Suppose that $f$ is holomorphic on $\mathbb{C}\setminus\{0\}$ and that $f(n)=(-1)^n$ for each positive integer $n$. Prove that $\inf_{z\neq 0} |f(z)|=0$.

Thoughts so far:

If $f(n)=(-1)^n$ for each positive integer $n$, then it seems like it is some kind of periodic function. Also, if it's holomorphic, then it's smooth and continuous.
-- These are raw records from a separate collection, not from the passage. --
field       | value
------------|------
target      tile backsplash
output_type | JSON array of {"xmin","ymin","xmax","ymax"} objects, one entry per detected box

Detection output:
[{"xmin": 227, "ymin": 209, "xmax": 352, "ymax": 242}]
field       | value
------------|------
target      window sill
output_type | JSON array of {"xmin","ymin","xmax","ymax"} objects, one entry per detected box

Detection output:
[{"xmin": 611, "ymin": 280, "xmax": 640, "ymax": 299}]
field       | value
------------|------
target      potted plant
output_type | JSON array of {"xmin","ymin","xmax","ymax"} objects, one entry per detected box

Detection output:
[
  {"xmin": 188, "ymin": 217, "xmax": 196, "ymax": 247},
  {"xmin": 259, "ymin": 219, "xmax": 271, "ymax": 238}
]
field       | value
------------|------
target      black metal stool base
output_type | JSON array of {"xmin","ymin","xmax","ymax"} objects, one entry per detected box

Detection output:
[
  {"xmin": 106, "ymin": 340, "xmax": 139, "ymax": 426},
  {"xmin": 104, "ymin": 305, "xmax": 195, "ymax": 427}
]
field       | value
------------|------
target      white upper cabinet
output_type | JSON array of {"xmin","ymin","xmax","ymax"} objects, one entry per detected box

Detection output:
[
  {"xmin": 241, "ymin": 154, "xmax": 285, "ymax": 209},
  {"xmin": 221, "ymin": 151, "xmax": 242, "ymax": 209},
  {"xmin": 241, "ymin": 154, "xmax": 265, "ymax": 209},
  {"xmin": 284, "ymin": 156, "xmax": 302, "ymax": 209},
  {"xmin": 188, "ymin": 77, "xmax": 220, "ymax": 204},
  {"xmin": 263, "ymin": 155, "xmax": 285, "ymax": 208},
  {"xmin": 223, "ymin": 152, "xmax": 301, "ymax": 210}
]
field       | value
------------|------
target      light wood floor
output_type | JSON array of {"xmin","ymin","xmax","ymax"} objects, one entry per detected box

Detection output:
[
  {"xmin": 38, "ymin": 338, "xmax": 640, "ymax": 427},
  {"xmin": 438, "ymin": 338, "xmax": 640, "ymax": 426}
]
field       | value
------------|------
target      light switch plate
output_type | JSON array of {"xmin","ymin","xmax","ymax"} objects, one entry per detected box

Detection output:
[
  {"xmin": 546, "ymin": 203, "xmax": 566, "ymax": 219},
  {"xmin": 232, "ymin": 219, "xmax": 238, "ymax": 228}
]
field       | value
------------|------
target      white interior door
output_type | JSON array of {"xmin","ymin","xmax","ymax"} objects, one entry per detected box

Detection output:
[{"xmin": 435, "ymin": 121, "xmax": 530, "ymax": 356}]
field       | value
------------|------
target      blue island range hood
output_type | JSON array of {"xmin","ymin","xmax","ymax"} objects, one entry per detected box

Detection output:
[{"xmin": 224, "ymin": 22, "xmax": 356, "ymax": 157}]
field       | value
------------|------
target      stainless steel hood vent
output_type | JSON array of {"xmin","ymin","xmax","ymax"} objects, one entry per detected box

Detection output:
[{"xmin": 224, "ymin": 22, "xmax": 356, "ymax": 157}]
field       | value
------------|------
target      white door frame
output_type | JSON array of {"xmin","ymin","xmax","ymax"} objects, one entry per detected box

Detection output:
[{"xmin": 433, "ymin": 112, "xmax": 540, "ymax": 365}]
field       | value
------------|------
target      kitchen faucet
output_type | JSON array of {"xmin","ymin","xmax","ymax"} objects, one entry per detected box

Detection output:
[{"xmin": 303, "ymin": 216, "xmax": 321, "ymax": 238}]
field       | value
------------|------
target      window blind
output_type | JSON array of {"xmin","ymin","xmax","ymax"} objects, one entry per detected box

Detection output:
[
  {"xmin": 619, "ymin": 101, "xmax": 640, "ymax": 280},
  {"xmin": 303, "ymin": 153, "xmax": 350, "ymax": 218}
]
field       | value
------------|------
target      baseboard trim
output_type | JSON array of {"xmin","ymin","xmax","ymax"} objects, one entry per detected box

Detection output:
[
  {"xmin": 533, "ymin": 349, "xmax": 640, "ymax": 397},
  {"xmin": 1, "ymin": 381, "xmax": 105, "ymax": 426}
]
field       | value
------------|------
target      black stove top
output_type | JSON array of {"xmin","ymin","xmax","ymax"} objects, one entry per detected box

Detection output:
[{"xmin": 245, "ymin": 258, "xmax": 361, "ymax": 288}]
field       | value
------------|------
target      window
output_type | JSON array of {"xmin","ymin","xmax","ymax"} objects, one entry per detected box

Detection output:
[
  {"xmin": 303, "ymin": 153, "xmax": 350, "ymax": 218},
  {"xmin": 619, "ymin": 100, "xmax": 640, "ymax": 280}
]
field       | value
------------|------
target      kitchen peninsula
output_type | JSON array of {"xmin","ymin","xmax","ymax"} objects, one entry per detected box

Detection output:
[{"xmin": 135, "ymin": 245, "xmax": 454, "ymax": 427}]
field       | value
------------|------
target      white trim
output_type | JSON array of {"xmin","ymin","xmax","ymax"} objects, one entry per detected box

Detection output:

In real numbers, this means it would attain every value in between $-1$ and $1$, which includes zero, thus $\inf_{z\neq 0}|f(z)| = 0$ clearly holds.

I somehow don't think it quite works this way in the complex plane?

My other thought was that, since $f$ is holomorphic everywhere except 0, I would need to start with the existence of a Laurent series $$ f(z) = \sum_{-\infty}^\infty a_k z^k, $$

but I'm not sure where to go from here.

Answer 1

If not, then there would exist a $\delta>0$, such that $$ \inf_{z\in\mathbb C\setminus\{0\}} |f(z)|=\delta. $$ This would in turn imply that $g(z)=1/f(z)$ is holomorphic in $\mathbb C\setminus\{0\}$, not constant, since $g(n)=(-1)^n$, and bounded since $$ |g(z)|\le \frac{1}{\delta}. $$ But, as $g$ is bounded near 0, then it is analytically extended at $z=0$, and hence it is extended to a entire analytic function, which is non-constant and bounded. Contradiction.